Avec plus de 2 000 MW de capacité, le projet Julius Nyerere est désormais l’un des piliers du système électrique tanzanien. Son inauguration remet aussi en perspective le potentiel d’une technologie renouvelable encore capable d’apporter plusieurs gigawatts en un seul projet.
La Tanzanie a officiellement inauguré, le 22 août, la centrale hydroélectrique Julius Nyerere, construite sur le fleuve Rufiji par les sociétés égyptiennes Elsewedy Electric et Arab Contractors. Ses neuf turbines, d’une capacité totale de 2 115 MW, étaient déjà toutes raccordées au réseau depuis mars 2025 et doivent produire environ 6 307 GWh d’électricité par an.
Un nouveau poids lourd dans le système électrique tanzanien
Julius Nyerere change nettement l’échelle du parc électrique de ce pays d’Afrique de l’Est. En mars 2026, la demande de pointe de la Tanzanie s’établissait en effet autour de 2 100 MW pour une capacité de production d’électricité de 4 383 mégawatts. La puissance du barrage représente donc, à elle seule, presque l’équivalent du niveau de consommation maximale du pays.
L’infrastructure renforce la place de l’hydroélectricité dans le mix électrique, puisque cette source fournit désormais l’essentiel de la production nationale (67 %), devant le gaz naturel.
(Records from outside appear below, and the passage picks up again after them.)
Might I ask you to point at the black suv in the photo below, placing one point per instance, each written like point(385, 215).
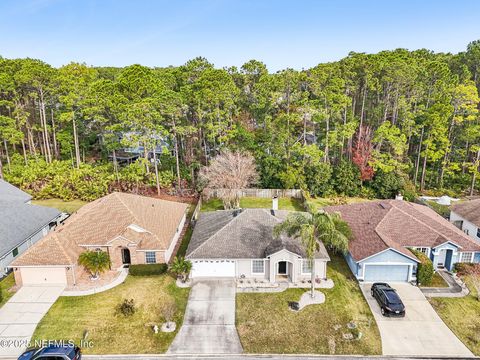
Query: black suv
point(388, 299)
point(57, 352)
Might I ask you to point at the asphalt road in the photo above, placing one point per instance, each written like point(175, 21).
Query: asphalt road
point(255, 357)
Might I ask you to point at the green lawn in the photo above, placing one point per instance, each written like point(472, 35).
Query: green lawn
point(462, 316)
point(65, 206)
point(284, 203)
point(110, 332)
point(322, 202)
point(437, 281)
point(266, 325)
point(5, 285)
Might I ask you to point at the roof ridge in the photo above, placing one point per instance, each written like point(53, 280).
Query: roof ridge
point(116, 193)
point(218, 231)
point(428, 226)
point(378, 224)
point(56, 239)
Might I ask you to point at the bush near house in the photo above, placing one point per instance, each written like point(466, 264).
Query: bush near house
point(463, 269)
point(425, 269)
point(148, 269)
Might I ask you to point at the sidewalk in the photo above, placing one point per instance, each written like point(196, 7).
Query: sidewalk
point(455, 288)
point(118, 280)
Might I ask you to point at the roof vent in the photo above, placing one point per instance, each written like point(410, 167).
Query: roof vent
point(136, 228)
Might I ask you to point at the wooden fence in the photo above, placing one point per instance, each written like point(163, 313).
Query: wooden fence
point(260, 193)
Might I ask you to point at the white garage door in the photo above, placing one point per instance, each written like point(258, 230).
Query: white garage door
point(43, 275)
point(386, 272)
point(213, 268)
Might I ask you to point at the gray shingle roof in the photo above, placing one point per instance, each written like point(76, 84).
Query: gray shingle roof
point(8, 192)
point(245, 234)
point(19, 221)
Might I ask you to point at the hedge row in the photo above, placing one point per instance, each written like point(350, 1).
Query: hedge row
point(148, 269)
point(425, 268)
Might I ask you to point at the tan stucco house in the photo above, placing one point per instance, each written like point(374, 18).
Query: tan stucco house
point(132, 229)
point(240, 244)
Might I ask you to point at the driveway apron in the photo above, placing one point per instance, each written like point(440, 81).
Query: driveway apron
point(209, 323)
point(21, 314)
point(420, 333)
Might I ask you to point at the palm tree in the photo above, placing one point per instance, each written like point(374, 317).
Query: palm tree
point(95, 262)
point(313, 227)
point(181, 267)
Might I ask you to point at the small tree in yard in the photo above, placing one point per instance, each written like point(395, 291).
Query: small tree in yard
point(94, 262)
point(314, 227)
point(474, 273)
point(181, 268)
point(229, 172)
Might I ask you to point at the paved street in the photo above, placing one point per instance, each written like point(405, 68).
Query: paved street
point(420, 333)
point(209, 323)
point(21, 314)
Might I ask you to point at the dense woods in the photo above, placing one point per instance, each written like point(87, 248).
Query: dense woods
point(367, 125)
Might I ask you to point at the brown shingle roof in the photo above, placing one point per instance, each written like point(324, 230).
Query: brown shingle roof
point(99, 222)
point(469, 210)
point(396, 224)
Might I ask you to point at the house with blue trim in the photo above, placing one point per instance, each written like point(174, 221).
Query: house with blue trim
point(384, 231)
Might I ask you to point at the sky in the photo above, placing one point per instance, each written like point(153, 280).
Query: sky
point(296, 34)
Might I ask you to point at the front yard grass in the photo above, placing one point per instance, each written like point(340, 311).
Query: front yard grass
point(284, 203)
point(266, 325)
point(65, 206)
point(462, 316)
point(109, 331)
point(5, 285)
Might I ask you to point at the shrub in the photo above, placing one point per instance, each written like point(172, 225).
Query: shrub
point(148, 269)
point(465, 268)
point(425, 268)
point(126, 307)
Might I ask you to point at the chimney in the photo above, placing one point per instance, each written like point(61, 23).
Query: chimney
point(275, 203)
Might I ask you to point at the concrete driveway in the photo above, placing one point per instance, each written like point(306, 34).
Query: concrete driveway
point(420, 333)
point(209, 323)
point(21, 314)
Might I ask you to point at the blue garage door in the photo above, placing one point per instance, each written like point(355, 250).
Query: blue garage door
point(386, 273)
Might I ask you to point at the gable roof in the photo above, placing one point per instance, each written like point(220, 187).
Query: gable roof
point(242, 234)
point(469, 210)
point(8, 192)
point(397, 224)
point(148, 222)
point(19, 221)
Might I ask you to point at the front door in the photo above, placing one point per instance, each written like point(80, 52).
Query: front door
point(441, 258)
point(126, 256)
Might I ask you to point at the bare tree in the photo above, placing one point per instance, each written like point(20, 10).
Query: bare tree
point(227, 173)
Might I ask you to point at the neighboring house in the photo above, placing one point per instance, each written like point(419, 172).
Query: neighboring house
point(466, 216)
point(383, 232)
point(21, 224)
point(132, 229)
point(240, 244)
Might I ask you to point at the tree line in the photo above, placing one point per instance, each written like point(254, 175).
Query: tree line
point(368, 124)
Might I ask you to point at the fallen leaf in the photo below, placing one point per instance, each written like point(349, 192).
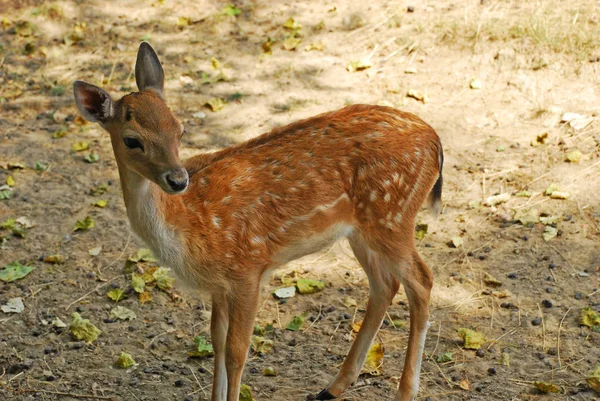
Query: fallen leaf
point(296, 323)
point(92, 157)
point(359, 65)
point(83, 329)
point(549, 233)
point(284, 292)
point(593, 378)
point(116, 294)
point(137, 283)
point(80, 146)
point(464, 384)
point(56, 322)
point(456, 242)
point(492, 281)
point(54, 259)
point(269, 371)
point(418, 95)
point(560, 195)
point(14, 271)
point(261, 345)
point(145, 297)
point(471, 339)
point(308, 286)
point(163, 280)
point(122, 313)
point(349, 302)
point(497, 199)
point(84, 224)
point(551, 188)
point(95, 251)
point(215, 104)
point(589, 318)
point(13, 305)
point(246, 393)
point(574, 156)
point(374, 362)
point(445, 357)
point(125, 361)
point(545, 387)
point(203, 348)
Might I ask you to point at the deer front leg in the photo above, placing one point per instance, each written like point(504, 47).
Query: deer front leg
point(243, 305)
point(219, 324)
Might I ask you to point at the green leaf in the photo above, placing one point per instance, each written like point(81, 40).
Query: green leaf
point(80, 146)
point(308, 286)
point(122, 313)
point(215, 104)
point(101, 203)
point(420, 231)
point(83, 329)
point(125, 361)
point(471, 338)
point(546, 387)
point(246, 393)
point(296, 323)
point(14, 271)
point(116, 294)
point(143, 255)
point(137, 283)
point(163, 280)
point(231, 11)
point(84, 224)
point(261, 345)
point(445, 357)
point(92, 157)
point(203, 348)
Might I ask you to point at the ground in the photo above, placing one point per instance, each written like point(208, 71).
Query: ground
point(499, 77)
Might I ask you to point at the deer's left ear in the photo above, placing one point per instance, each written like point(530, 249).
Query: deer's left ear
point(94, 103)
point(148, 70)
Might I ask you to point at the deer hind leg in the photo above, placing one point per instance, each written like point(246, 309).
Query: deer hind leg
point(218, 332)
point(382, 288)
point(417, 283)
point(243, 305)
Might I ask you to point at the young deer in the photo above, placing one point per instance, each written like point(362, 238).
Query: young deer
point(224, 220)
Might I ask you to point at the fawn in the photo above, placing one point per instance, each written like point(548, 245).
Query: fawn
point(224, 220)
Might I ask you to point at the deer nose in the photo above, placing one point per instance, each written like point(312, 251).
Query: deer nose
point(177, 179)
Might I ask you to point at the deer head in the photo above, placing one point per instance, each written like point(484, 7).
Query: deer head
point(144, 133)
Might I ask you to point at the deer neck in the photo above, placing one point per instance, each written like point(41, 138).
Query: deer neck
point(146, 209)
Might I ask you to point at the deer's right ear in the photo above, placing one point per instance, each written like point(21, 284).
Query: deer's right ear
point(94, 103)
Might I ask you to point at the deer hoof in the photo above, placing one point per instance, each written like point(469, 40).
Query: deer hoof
point(325, 395)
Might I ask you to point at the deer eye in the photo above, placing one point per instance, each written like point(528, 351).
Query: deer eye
point(133, 143)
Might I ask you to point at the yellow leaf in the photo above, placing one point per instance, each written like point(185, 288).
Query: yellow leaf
point(374, 361)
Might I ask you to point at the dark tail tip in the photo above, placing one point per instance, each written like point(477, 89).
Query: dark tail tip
point(435, 197)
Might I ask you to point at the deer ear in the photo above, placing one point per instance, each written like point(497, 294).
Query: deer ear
point(94, 103)
point(148, 70)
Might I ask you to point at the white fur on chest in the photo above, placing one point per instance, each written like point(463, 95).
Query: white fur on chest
point(149, 225)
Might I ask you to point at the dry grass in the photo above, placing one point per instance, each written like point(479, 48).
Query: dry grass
point(545, 25)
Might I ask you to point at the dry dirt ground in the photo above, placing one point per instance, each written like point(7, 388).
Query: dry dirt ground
point(530, 62)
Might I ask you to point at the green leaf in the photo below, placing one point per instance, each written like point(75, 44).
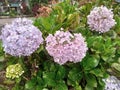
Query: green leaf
point(61, 86)
point(49, 78)
point(31, 84)
point(90, 62)
point(1, 58)
point(91, 80)
point(89, 87)
point(60, 73)
point(75, 74)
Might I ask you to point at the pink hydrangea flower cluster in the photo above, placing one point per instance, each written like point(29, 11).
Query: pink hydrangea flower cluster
point(64, 47)
point(101, 19)
point(21, 37)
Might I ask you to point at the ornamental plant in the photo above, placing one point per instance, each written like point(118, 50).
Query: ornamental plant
point(71, 52)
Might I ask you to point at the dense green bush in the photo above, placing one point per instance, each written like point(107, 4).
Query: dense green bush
point(101, 60)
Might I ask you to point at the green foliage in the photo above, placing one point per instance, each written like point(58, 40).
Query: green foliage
point(103, 56)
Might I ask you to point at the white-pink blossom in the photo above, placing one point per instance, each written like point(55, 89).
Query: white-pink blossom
point(21, 37)
point(64, 47)
point(101, 19)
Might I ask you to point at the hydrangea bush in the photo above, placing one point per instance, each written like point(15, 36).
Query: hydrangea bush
point(21, 38)
point(74, 48)
point(64, 47)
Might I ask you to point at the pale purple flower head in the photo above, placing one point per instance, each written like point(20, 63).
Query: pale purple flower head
point(101, 19)
point(21, 37)
point(64, 47)
point(112, 83)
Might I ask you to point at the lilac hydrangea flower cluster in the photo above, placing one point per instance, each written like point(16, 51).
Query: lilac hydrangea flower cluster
point(101, 19)
point(64, 47)
point(21, 37)
point(112, 83)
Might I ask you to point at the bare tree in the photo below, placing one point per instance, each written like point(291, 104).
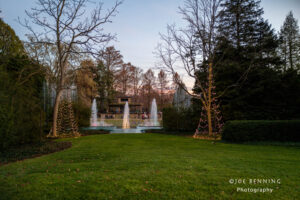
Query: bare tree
point(192, 49)
point(65, 25)
point(124, 77)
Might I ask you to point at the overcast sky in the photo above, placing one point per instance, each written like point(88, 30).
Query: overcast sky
point(139, 23)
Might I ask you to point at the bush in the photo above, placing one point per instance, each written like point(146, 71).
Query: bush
point(21, 111)
point(262, 130)
point(82, 114)
point(180, 120)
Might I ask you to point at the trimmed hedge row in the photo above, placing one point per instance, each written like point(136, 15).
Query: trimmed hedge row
point(262, 130)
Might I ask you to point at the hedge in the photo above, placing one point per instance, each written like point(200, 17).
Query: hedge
point(262, 130)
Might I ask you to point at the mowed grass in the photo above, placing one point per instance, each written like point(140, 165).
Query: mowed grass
point(152, 166)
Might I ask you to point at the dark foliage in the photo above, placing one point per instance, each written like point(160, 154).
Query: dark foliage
point(180, 119)
point(262, 130)
point(82, 114)
point(21, 81)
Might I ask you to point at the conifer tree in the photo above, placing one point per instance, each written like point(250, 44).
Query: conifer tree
point(290, 43)
point(66, 123)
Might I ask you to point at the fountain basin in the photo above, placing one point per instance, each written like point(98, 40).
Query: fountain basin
point(114, 129)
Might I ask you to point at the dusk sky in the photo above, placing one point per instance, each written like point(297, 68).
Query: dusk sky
point(139, 23)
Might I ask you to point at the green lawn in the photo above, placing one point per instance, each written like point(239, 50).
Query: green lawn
point(152, 166)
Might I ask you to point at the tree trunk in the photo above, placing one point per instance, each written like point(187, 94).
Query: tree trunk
point(55, 112)
point(209, 100)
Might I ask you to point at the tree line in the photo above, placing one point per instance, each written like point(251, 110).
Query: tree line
point(236, 59)
point(108, 77)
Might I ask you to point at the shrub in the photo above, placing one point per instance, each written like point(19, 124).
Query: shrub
point(262, 130)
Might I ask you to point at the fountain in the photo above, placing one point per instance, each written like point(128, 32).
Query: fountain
point(94, 117)
point(153, 116)
point(152, 123)
point(126, 123)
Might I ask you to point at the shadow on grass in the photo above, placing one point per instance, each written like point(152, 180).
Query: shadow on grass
point(32, 150)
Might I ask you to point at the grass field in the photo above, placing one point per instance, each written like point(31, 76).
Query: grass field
point(152, 166)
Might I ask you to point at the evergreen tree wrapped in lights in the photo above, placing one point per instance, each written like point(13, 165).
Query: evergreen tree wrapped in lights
point(217, 123)
point(66, 123)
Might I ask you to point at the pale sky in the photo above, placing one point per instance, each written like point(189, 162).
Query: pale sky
point(139, 23)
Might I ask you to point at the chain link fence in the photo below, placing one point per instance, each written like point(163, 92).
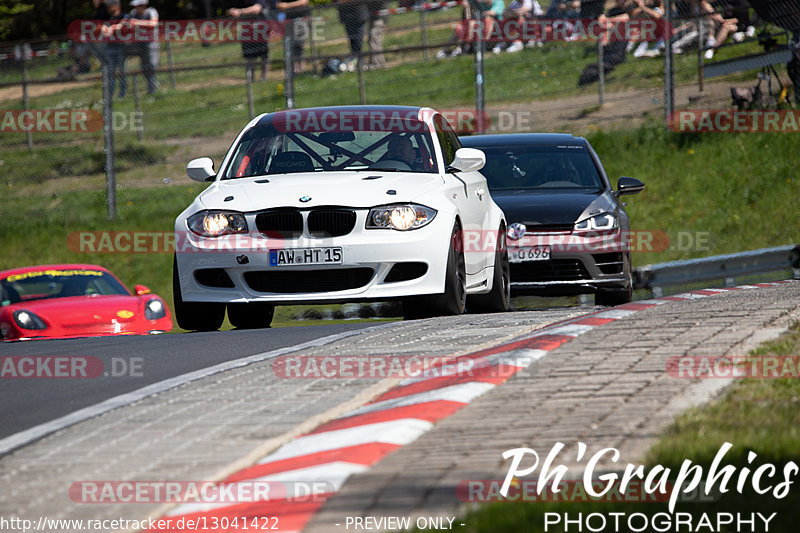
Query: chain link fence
point(74, 160)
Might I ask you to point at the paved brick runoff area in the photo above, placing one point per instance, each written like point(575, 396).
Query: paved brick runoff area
point(207, 429)
point(606, 388)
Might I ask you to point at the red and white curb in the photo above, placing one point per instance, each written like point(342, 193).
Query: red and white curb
point(355, 441)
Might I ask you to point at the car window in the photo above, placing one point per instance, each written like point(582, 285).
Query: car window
point(540, 167)
point(264, 151)
point(447, 139)
point(58, 283)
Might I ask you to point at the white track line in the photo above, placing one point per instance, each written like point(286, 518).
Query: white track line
point(398, 432)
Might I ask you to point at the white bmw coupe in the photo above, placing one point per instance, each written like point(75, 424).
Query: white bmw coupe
point(340, 204)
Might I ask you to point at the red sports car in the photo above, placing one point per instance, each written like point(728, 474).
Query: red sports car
point(75, 301)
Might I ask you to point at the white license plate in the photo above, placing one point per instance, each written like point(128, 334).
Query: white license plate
point(306, 256)
point(529, 253)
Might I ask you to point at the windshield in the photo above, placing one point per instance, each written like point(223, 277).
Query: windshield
point(58, 283)
point(540, 167)
point(263, 150)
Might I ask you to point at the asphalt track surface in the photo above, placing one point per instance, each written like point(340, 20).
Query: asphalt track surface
point(133, 362)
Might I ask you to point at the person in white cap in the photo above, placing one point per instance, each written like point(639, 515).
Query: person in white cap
point(148, 51)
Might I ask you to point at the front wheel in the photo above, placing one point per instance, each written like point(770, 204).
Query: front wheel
point(498, 300)
point(194, 316)
point(453, 301)
point(617, 296)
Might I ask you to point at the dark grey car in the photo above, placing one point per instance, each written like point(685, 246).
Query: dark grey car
point(568, 231)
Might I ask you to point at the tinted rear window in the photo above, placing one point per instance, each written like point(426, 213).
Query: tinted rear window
point(540, 167)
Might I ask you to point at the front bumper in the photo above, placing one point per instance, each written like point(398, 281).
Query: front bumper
point(240, 271)
point(580, 263)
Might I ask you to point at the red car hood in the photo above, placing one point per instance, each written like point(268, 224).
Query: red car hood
point(92, 315)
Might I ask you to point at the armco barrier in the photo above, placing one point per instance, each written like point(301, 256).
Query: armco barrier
point(727, 267)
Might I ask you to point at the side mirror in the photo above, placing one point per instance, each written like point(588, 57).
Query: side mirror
point(139, 290)
point(627, 185)
point(201, 169)
point(467, 160)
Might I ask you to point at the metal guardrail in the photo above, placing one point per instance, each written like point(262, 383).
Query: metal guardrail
point(727, 267)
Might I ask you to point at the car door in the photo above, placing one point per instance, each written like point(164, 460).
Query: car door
point(471, 198)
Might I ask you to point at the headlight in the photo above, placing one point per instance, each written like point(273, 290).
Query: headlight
point(605, 221)
point(154, 309)
point(28, 320)
point(217, 223)
point(516, 231)
point(400, 217)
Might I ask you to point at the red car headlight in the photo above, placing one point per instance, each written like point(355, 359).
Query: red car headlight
point(28, 320)
point(154, 309)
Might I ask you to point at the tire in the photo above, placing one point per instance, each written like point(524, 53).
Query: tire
point(453, 301)
point(255, 315)
point(194, 316)
point(498, 300)
point(617, 296)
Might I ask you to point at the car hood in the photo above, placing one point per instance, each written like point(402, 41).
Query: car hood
point(355, 189)
point(556, 208)
point(75, 311)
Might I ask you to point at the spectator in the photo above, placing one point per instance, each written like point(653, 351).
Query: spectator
point(488, 12)
point(114, 52)
point(650, 9)
point(147, 52)
point(705, 19)
point(252, 50)
point(297, 13)
point(353, 16)
point(519, 11)
point(359, 17)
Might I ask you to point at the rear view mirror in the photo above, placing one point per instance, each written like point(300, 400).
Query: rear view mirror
point(201, 169)
point(467, 160)
point(336, 136)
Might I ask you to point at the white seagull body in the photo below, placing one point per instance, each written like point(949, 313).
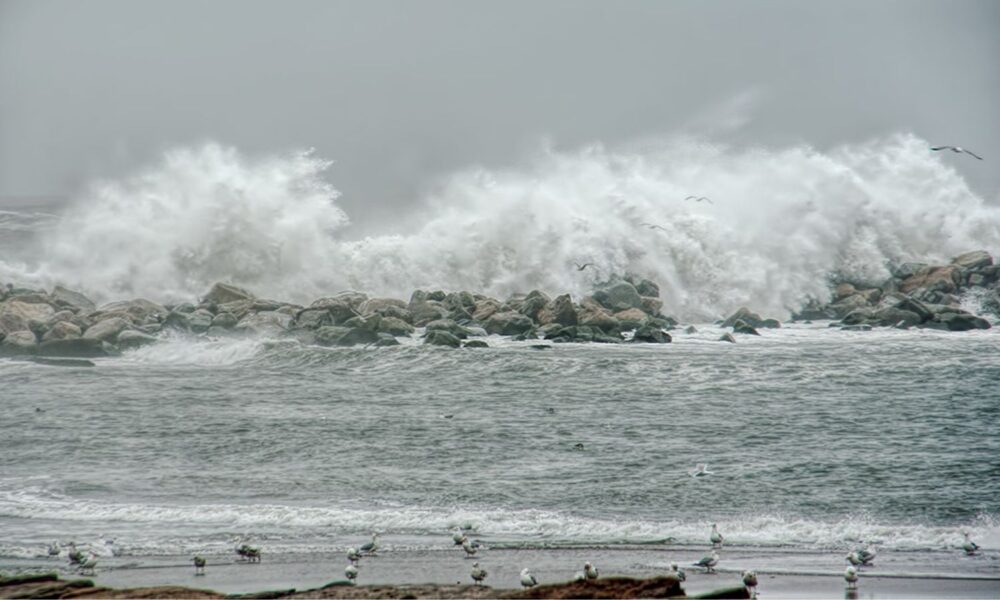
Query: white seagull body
point(478, 573)
point(969, 546)
point(715, 537)
point(709, 562)
point(527, 579)
point(957, 150)
point(851, 577)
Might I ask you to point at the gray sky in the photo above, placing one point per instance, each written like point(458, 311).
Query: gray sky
point(401, 93)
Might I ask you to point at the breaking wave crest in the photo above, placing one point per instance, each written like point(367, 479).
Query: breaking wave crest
point(781, 222)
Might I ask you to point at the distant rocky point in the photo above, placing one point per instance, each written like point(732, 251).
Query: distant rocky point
point(66, 323)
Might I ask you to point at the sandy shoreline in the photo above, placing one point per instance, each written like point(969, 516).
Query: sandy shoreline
point(551, 566)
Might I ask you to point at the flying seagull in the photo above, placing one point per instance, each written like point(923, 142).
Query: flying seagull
point(527, 579)
point(969, 546)
point(958, 150)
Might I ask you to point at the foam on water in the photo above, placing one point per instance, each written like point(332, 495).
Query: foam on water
point(781, 223)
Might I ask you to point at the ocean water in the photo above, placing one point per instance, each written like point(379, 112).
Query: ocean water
point(818, 439)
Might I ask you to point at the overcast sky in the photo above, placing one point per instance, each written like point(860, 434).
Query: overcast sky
point(401, 93)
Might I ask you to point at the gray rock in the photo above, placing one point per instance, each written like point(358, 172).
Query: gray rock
point(509, 323)
point(224, 320)
point(618, 294)
point(66, 297)
point(106, 330)
point(651, 335)
point(973, 260)
point(394, 326)
point(130, 338)
point(63, 330)
point(221, 293)
point(442, 338)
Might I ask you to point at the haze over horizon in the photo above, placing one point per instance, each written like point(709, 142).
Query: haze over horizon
point(401, 95)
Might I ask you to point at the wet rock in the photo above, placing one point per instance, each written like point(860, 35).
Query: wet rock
point(741, 326)
point(509, 323)
point(222, 293)
point(394, 326)
point(973, 260)
point(442, 338)
point(63, 330)
point(65, 297)
point(651, 335)
point(130, 339)
point(106, 330)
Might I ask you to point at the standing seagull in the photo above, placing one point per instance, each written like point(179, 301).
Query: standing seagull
point(715, 537)
point(750, 580)
point(478, 573)
point(969, 546)
point(958, 150)
point(709, 562)
point(371, 547)
point(351, 572)
point(851, 577)
point(527, 579)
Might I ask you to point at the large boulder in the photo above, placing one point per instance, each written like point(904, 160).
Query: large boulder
point(63, 330)
point(973, 260)
point(442, 338)
point(268, 323)
point(561, 310)
point(619, 295)
point(106, 330)
point(221, 293)
point(652, 335)
point(69, 298)
point(509, 323)
point(16, 315)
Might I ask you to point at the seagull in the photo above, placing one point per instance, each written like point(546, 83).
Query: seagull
point(958, 150)
point(478, 573)
point(969, 546)
point(854, 559)
point(371, 547)
point(867, 555)
point(715, 537)
point(851, 577)
point(700, 470)
point(470, 548)
point(709, 562)
point(750, 580)
point(527, 579)
point(88, 565)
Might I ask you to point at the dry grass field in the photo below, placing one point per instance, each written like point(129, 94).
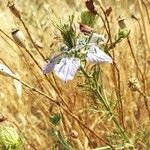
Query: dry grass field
point(85, 123)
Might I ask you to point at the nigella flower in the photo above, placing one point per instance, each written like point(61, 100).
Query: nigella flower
point(51, 64)
point(67, 63)
point(65, 69)
point(95, 55)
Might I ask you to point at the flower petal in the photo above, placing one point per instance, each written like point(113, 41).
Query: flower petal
point(95, 55)
point(81, 42)
point(51, 64)
point(67, 68)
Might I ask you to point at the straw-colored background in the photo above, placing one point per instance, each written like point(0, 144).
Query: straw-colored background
point(31, 111)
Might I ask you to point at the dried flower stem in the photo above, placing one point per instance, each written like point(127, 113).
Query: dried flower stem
point(143, 79)
point(29, 53)
point(60, 105)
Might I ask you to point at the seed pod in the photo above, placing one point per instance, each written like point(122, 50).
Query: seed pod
point(134, 84)
point(121, 22)
point(14, 9)
point(9, 138)
point(108, 11)
point(2, 118)
point(73, 133)
point(19, 38)
point(85, 29)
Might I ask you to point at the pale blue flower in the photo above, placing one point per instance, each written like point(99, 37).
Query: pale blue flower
point(51, 64)
point(67, 68)
point(97, 38)
point(95, 55)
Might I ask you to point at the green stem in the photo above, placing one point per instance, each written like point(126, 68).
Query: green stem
point(107, 107)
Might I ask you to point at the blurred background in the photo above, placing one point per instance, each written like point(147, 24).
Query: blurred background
point(31, 111)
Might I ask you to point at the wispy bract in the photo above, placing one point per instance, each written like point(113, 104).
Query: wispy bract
point(95, 55)
point(67, 68)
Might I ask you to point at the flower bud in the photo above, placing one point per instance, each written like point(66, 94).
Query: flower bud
point(123, 33)
point(73, 133)
point(19, 38)
point(9, 138)
point(14, 9)
point(88, 18)
point(85, 29)
point(134, 84)
point(2, 118)
point(121, 22)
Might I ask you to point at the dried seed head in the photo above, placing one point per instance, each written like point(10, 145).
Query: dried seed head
point(85, 29)
point(134, 84)
point(19, 38)
point(73, 133)
point(121, 22)
point(14, 9)
point(2, 118)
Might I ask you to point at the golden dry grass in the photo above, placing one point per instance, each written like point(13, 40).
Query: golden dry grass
point(31, 111)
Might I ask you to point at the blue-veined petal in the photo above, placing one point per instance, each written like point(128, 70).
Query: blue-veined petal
point(95, 55)
point(51, 64)
point(67, 68)
point(81, 42)
point(64, 48)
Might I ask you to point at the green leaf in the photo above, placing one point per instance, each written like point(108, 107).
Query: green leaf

La Tanzanie dispose ainsi d’une marge de production beaucoup plus confortable qu’il y a quelques années, et le défi se déplace progressivement vers le réseau et l’accès effectif à l’électricité. Dans le cadre de son Pacte national Énergie, le pays veut étendre l’électrification à 8,3 millions de ménages supplémentaires d’ici 2030, afin de faire passer le taux national de raccordement de 46 % en 2022 à 75 % en 2030. Les autorités entendent mettre l’accent sur l’électrification rurale et les zones mal desservies.
L’hydroélectricité reste une option de taille pour l’Afrique
Le projet tanzanien n’est pas un cas isolé. En Éthiopie, le Grand barrage de la Renaissance (GERD), inauguré en 2025, affiche 5 150 MW, doublant la capacité totale du pays. À eux deux, ces ouvrages montrent ce que l’hydroélectricité peut apporter à des systèmes qui doivent répondre à une demande appelée à fortement augmenter.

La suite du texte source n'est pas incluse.